The SWC format, introduced almost two decades ago7, remains highly popular due to its unsurpassed simplicity. Over 70,000 neuronal reconstructions are freely available in this format from the centralized repository NeuroMorpho.Org32,33, and dedicated open-source analysis tools have been also developed for the SWC system34. The main rationale for expanding the SWC format instead of any other file system to annotate temporal and subcellular information is precisely this existing (and growing) wealth of available resources3. Instead of coming up with a completely new design, extending the SWC system enables the research community to continue leveraging a wide variety of data acquisition, analysis, and modelling tools. The ESWC and SWCX file structures also largely preserve the simplicity and readability of SWC. Although here for the sake of clarity we have used separate file formats (ESWC and SWCX) to describe these two conceptually distinct extensions of the existing neural description system, in the future it may become convenient to merge the two formats into a single extension along with additional expansions.

The combination of multi-signal and time-lapse digital reconstructions in principle allows the subcellular quantification of any neuronal property that can be captured over time through light-microscopic imaging, including biochemical concentrations, ion channel locations, and organelle movement, among others. Progress in multi-signal/time-lapse imaging techniques have already started to yield new findings on the subcellular and molecular organization of neurons.
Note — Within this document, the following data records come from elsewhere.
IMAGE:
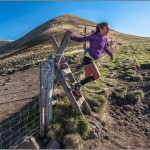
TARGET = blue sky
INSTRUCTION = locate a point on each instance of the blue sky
(19, 18)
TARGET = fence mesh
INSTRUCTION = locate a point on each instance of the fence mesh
(25, 122)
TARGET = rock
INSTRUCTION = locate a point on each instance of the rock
(29, 143)
(53, 144)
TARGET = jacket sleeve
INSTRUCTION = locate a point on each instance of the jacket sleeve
(81, 39)
(108, 50)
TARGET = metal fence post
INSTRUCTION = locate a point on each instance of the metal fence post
(46, 88)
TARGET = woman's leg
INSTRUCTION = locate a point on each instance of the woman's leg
(91, 73)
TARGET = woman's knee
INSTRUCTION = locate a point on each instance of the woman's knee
(97, 76)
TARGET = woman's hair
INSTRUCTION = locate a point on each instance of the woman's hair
(100, 25)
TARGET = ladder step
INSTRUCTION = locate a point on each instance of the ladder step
(66, 71)
(80, 101)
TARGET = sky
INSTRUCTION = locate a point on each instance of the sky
(17, 18)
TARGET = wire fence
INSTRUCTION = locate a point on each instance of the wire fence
(25, 122)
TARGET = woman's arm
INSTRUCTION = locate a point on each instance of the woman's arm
(81, 39)
(108, 51)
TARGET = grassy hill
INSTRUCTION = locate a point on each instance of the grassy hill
(120, 99)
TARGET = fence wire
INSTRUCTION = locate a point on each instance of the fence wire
(23, 123)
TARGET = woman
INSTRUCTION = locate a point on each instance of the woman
(98, 43)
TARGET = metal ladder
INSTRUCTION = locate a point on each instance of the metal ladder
(62, 71)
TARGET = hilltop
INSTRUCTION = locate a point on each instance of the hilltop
(120, 99)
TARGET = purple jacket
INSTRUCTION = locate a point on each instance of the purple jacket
(98, 44)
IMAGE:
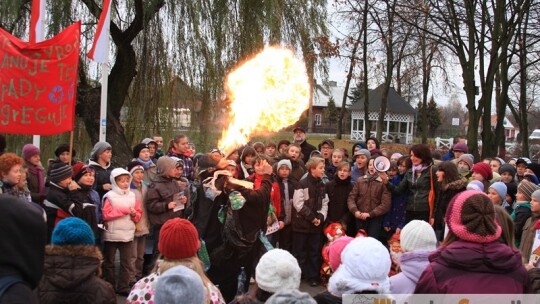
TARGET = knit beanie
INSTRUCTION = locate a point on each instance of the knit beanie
(475, 185)
(99, 148)
(64, 148)
(507, 168)
(362, 152)
(284, 162)
(396, 155)
(134, 166)
(138, 148)
(418, 235)
(147, 141)
(72, 231)
(29, 150)
(291, 296)
(178, 239)
(164, 164)
(59, 171)
(535, 168)
(536, 195)
(484, 170)
(335, 249)
(277, 270)
(179, 285)
(211, 160)
(500, 187)
(468, 159)
(462, 147)
(471, 217)
(527, 188)
(365, 264)
(79, 170)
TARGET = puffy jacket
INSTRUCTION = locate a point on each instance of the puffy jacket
(527, 237)
(159, 195)
(473, 268)
(103, 176)
(71, 275)
(310, 201)
(419, 188)
(445, 193)
(369, 195)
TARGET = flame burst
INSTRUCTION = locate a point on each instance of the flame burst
(268, 93)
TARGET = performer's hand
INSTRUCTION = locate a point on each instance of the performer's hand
(263, 167)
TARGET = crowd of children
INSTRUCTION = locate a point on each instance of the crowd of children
(207, 220)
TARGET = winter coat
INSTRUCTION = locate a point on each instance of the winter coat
(89, 199)
(71, 275)
(520, 216)
(369, 195)
(142, 227)
(59, 205)
(395, 218)
(419, 188)
(306, 149)
(286, 206)
(103, 176)
(445, 193)
(338, 192)
(310, 201)
(527, 237)
(412, 265)
(160, 193)
(473, 268)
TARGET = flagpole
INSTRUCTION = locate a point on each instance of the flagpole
(103, 115)
(37, 33)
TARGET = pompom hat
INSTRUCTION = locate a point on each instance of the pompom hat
(178, 239)
(418, 235)
(471, 217)
(72, 231)
(59, 172)
(277, 270)
(527, 188)
(483, 169)
(29, 150)
(365, 264)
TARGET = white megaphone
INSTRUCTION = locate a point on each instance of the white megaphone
(381, 164)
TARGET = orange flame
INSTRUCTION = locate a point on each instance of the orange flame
(268, 93)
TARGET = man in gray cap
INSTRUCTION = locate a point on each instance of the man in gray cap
(300, 139)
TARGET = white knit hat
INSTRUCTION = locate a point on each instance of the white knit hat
(418, 235)
(179, 285)
(365, 264)
(277, 270)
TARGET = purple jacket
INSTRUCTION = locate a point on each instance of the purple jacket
(473, 268)
(412, 265)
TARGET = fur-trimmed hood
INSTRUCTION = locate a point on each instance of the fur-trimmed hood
(67, 266)
(458, 184)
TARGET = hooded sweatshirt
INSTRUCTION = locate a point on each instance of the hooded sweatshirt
(472, 268)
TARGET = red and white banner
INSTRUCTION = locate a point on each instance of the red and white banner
(100, 47)
(36, 21)
(38, 83)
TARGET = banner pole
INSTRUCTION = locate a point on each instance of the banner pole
(37, 33)
(103, 115)
(70, 147)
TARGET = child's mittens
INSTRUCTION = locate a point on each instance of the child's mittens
(237, 200)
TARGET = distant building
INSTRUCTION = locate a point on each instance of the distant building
(399, 118)
(321, 97)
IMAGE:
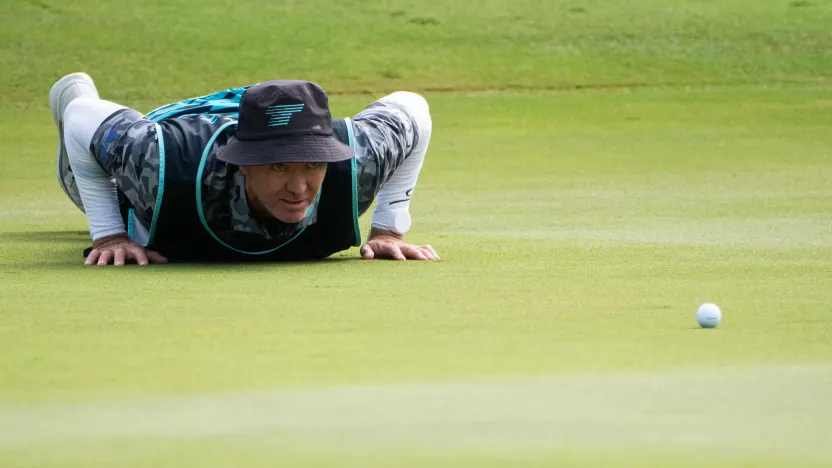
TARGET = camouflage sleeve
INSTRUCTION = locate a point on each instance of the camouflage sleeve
(127, 147)
(385, 135)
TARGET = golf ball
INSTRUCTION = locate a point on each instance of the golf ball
(708, 315)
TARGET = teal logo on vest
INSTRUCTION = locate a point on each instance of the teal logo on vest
(280, 115)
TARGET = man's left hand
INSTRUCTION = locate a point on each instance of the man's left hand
(389, 245)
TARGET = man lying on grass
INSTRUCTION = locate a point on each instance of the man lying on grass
(254, 173)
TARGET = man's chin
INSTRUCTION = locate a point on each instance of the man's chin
(291, 217)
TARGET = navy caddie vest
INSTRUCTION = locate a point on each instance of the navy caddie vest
(180, 232)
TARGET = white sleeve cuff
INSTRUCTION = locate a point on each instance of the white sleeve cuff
(397, 221)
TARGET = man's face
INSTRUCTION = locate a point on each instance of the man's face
(285, 190)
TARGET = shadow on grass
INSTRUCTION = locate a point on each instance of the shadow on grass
(67, 249)
(46, 236)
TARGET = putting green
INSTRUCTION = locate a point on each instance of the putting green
(578, 229)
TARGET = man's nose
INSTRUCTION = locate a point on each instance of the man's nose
(296, 185)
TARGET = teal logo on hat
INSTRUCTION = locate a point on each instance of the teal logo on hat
(279, 116)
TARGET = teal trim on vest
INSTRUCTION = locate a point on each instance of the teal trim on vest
(357, 229)
(161, 191)
(130, 221)
(201, 214)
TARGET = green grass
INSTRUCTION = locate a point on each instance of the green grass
(578, 229)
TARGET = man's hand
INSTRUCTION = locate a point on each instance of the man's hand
(118, 249)
(389, 245)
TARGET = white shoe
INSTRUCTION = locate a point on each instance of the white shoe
(62, 93)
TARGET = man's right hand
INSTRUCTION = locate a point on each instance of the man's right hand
(118, 249)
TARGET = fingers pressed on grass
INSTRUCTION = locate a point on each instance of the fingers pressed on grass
(92, 258)
(105, 257)
(139, 255)
(119, 257)
(156, 257)
(414, 253)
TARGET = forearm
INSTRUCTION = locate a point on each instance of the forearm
(392, 211)
(98, 192)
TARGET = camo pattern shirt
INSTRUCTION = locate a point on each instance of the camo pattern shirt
(126, 145)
For instance, super resolution imaging has revealed the arbor-wide distribution of proteins associated with post-synaptic receptors35. Combining paired recording with array tomography enabled researchers to study the interrelation between functional plasticity and molecular composition of synapses36. The positions of synapses have been detected with high spatial accuracy using mGRASP37. Integrated systems for two-photon imaging and photo-stimulation are well suited for systematic interrogations of structural plasticity38. Low-intensity live-imaging of fluorophore-tagged subcellular protein complexes allow long-term tracking of mitochondrial trafficking in neurites39. Intensity of light emitted from calcium sensitive dyes can be measured from multiple distinct locations of the neural arbor across several time points40. Calcium imaging combined with whole-cell patch clamp recording has revealed that spike back-propagation triggers a path distance-dependent calcium rise in dendritic trees41. Advanced genetic toolkits also allow for optogenetic activation of single neurons followed by measurement of activity in functionally connected circuits42. Combination of live-imaging and electron microscopy has revealed the arbor-wide locations of synapses and their ultrastructural architecture43. Bimodal dendritic plasticity dependent on visual stimulation has also been observed through live-imaging44. All the above examples and many more are in principle suitable for digital reconstruction leveraging the novel data structures introduced here.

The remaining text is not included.